Take away the politics of playing in Israel (which Madonna did not shy away from - her dancers wore Palestinian and Israeli flags on their jackets while embracing - a stunt hidden from organisers and breaking the strict non-political rules of Eurovision broadcast) and Madonna has always gravitated to the uneasy option.

She recently spoke about going to the AIDS wings of hospitals in the 80s and how she lay next to dying patients to hug them when other people were too scared to even share a glass with them.

Professionally, she's survived being told writhing around the floor in wedding dress singing Like a Virgin at the MTV Awards would end her career. Naturally, it propelled it.

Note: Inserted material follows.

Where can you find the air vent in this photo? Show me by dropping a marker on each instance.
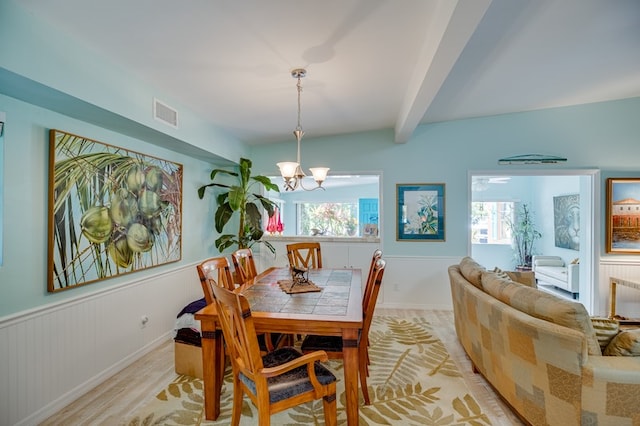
(166, 114)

She was told releasing her Sex book - where she posed nude, discussed masturbation and female sexual fantasies in the prudish early 90s - was career suicide. That too, provided her with even more fame.

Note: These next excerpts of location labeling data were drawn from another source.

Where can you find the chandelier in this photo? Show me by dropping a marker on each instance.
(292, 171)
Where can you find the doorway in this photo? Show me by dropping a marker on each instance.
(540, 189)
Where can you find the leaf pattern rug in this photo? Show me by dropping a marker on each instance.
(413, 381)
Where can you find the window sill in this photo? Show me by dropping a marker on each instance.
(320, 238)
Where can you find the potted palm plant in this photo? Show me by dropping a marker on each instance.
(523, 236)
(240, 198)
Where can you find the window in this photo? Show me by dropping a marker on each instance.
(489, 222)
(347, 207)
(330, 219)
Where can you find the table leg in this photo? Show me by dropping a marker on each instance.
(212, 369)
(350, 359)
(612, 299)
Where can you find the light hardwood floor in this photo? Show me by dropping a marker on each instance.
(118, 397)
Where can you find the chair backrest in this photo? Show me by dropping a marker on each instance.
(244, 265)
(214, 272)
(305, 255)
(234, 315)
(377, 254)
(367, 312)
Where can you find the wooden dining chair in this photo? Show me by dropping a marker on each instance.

She was told she was too old to play Evita, was regularly labelled a slut and a whore for being open about her sex life, she's been mocked for adopting her children, everything from her hands to her face have been picked apart by magazines - and quite often by female editors.

Mick Jagger can still wear tight pants and midriff jumpers at 75, but any time Madonna (who turned 60 last year) shows skin, online comments rain down with "put it away Grandma" and variations on that tired and ageist theme.

 

Unlike the Stones, Madonna refuses to play all her greatest hits on tour, which seems to really anger people outside her diehard fanbase - the ones that pay her high ticket prices.

She continues to work with modern artists because she sees herself as a modern artist.

Maybe Eurovision wasn't the ideal spot to do a "dark ballet" performance art piece, but as any true fan can tell you, that's peak Madonna. Surely nobody was expecting her to bust out Holiday, La Isla Bonita and Material Girl in some cheery medley.

Sure, she could have done a more 'up' remix of Like a Prayer, or even Express Yourself if it was about celebrating the 30th anniversary of the Like a Prayer album - as well as promoting her upcoming Madame X release. But Madonna's never given a single eff about pleasing anyone but herself. And it certainly hasn't harmed her career so far, either. She remains one of the highest-grossing live acts and highest-selling recording artists of all time.

Complaining about an off key vocal, or whinging about song choice or making hilarious eye patch jokes all adds up to the fact that in 2019 Madonna has still keep the world talking about her. And she'll stop when she's ready.